硫黄系電池事業創出研究会 住友ゴム工業が設立

2024年04月03日

ゴムタイムス社

 住友ゴム工業は4月1日、国立研究開発法人産業技術総合研究所を代表幹事に、ADEKAとともに次世代電池として期待されている硫黄系電池の事業創出を見据えた企業共創の場として「硫黄系電池事業創出研究会」を同日設立したことを発表した。また設立時に幹事機関として地方独立行政法人大阪産業技術研究所が参画する。
 同社はタイヤ製造に欠かせない硫黄に関する知見を活用してリチウム硫黄電池の重要部材である硫黄系正極活物質の技術開発を進めているが、同研究会を通して開発をさらに加速させていく。
 再生可能エネルギーを主要電源化した未来の社会を目指すために、電力の需給調整に活用するエネルギー貯蔵用設備の必要性の高まりとともに次世代電池の開発が活発に行われている。
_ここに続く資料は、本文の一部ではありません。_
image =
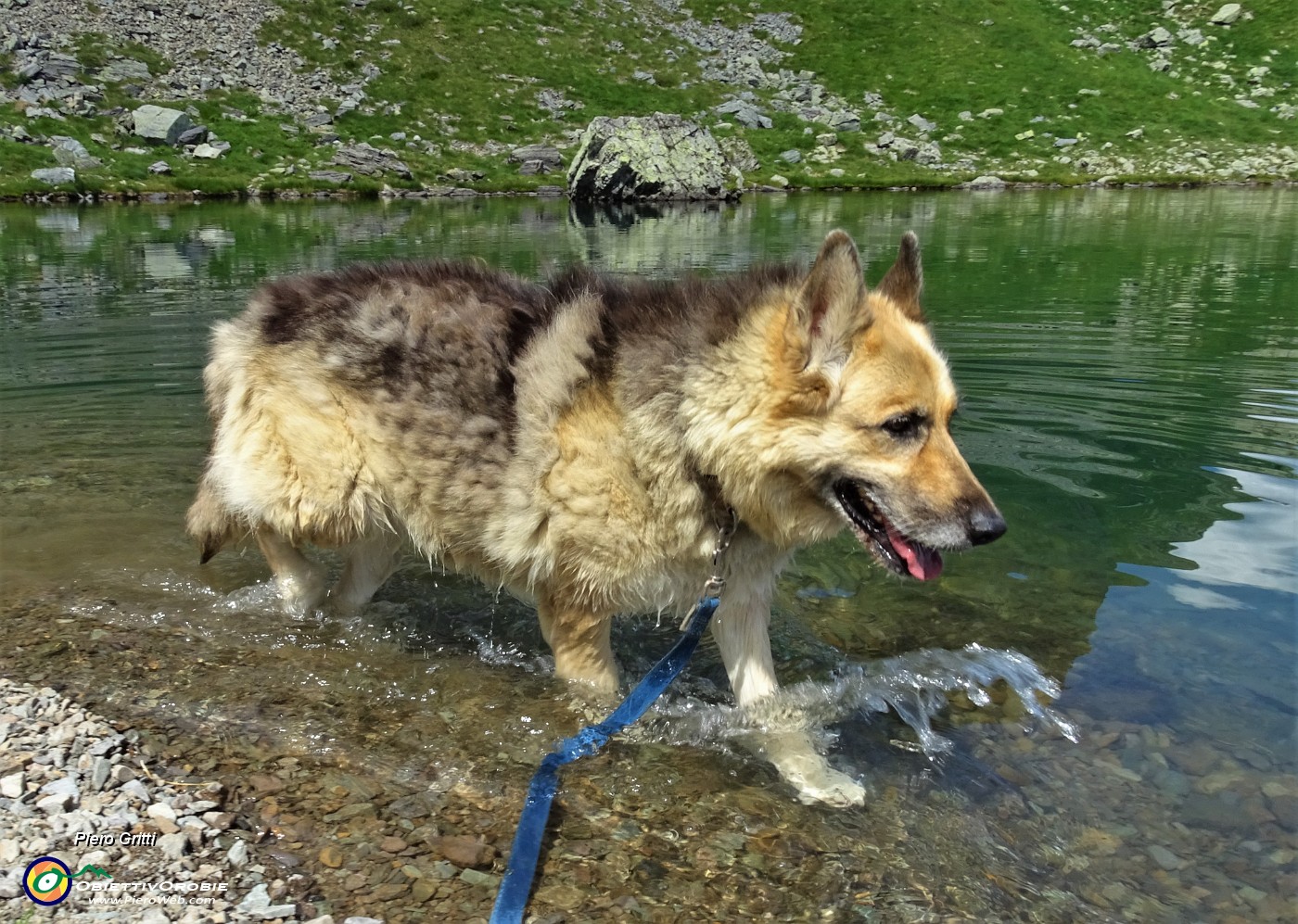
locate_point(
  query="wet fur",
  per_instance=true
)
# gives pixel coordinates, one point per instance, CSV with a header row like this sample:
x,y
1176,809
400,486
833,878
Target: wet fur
x,y
579,441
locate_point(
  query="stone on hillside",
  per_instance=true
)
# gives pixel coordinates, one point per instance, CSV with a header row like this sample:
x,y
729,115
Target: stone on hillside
x,y
55,175
658,158
370,161
71,153
745,113
922,123
1155,38
195,135
844,120
210,152
159,123
123,70
739,153
55,67
1227,15
536,158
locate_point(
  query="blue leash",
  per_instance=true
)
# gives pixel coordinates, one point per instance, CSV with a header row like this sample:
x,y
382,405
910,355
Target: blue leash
x,y
512,898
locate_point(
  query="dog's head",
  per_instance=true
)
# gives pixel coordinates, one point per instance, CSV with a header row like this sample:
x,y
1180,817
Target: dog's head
x,y
857,419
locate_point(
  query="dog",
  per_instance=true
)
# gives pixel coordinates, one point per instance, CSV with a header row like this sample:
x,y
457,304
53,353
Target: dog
x,y
584,443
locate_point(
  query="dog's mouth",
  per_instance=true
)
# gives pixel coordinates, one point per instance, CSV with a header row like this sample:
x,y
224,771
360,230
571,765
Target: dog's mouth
x,y
889,545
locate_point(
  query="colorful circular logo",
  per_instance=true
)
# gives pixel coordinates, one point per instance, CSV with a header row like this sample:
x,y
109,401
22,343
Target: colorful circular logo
x,y
47,881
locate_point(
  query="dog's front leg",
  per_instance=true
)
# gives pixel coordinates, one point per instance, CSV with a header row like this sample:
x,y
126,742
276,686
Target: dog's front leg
x,y
742,628
580,640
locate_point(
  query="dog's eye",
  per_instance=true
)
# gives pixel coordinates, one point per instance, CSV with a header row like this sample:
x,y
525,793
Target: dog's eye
x,y
902,424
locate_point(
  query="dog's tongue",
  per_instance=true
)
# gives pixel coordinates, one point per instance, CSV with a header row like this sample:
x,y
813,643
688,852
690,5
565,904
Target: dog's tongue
x,y
922,563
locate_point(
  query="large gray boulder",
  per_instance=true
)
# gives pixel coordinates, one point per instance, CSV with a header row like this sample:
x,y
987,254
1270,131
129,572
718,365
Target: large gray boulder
x,y
655,158
71,153
159,125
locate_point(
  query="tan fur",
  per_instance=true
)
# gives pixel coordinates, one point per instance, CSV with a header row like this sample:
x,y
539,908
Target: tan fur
x,y
580,443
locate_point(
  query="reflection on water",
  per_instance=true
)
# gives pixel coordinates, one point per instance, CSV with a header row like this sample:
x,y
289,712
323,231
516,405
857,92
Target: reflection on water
x,y
1128,396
その中のひとつとして期待されているのがリチウム硫黄電池。
 リチウム硫黄電池はリチウムイオン電池と比較して高いエネルギー密度を持つため、バッテリー性能の向上と軽量化を図ることができ、その構造上、発火可能性が低いのも特徴。さらに、コバルトなどのレアメタルを電池の材料として使用せず、日本にも豊富に存在する資源である硫黄を使用することから、持続可能性の観点からも優れており安全、低コストかつ高性能な蓄電池への実用化が期待されている。
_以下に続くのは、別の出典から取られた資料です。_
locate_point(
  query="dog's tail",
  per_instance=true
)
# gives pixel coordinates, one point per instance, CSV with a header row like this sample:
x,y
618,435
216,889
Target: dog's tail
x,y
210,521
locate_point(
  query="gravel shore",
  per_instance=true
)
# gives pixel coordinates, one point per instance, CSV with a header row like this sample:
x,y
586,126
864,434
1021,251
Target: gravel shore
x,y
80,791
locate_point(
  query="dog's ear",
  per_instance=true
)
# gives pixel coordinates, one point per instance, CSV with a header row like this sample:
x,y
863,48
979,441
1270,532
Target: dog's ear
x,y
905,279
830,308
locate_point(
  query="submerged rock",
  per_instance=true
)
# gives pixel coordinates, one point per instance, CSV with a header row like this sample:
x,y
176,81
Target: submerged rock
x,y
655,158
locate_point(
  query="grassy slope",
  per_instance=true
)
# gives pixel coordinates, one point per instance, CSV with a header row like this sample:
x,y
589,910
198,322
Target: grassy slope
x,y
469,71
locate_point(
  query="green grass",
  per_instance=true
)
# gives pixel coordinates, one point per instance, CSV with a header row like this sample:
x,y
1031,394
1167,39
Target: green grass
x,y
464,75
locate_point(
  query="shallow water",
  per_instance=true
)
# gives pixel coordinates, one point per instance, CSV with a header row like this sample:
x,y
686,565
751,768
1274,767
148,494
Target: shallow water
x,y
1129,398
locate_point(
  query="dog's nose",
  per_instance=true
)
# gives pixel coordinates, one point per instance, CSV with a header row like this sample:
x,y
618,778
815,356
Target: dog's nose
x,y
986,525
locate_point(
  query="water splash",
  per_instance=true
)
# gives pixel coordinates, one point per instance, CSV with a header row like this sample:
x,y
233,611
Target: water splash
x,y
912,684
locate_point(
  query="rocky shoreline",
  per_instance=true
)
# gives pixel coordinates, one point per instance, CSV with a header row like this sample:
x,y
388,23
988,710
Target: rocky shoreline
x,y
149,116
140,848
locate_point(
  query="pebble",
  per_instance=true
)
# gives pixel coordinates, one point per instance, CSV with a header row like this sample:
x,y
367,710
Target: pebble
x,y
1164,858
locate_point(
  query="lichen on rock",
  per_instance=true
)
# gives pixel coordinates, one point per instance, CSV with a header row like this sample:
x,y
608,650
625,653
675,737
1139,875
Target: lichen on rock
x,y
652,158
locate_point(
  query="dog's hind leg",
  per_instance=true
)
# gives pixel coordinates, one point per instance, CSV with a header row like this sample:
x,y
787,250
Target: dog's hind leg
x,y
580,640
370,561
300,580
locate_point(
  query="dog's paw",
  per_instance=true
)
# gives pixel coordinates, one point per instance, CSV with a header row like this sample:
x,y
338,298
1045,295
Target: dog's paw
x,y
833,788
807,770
 同社は高品質なタイヤの製造(加硫)技術で蓄積した硫黄に関する優れた配合・加工・可視化技術を保有している。この技術を活用し、リチウム硫黄電池の実用化に向けた研究を進めてきた。
 そして今回、国立研究開発法人産業技術総合研究所を代表幹事に、ADEKAとともに硫黄系電池の事業創出を見据えた企業共創の場として「硫黄系電池事業創出研究会」を設立した。また設立時に幹事機関として地方独立行政法人大阪産業技術研究所が参画し、4月11日には本研究会の設立大会の開催を予定している。
 今後、リチウム硫黄電池の重要部材である硫黄系正極活物質の技術開発と実用化に向けた取り組みをさらに加速させ蓄電池をはじめEV、ドローン、無人飛行機、空飛ぶクルマ、人工衛星などエネルギーやモビリティなどの幅広い分野における、製品性能、持続可能性の向上と環境負荷低減への貢献を目指す。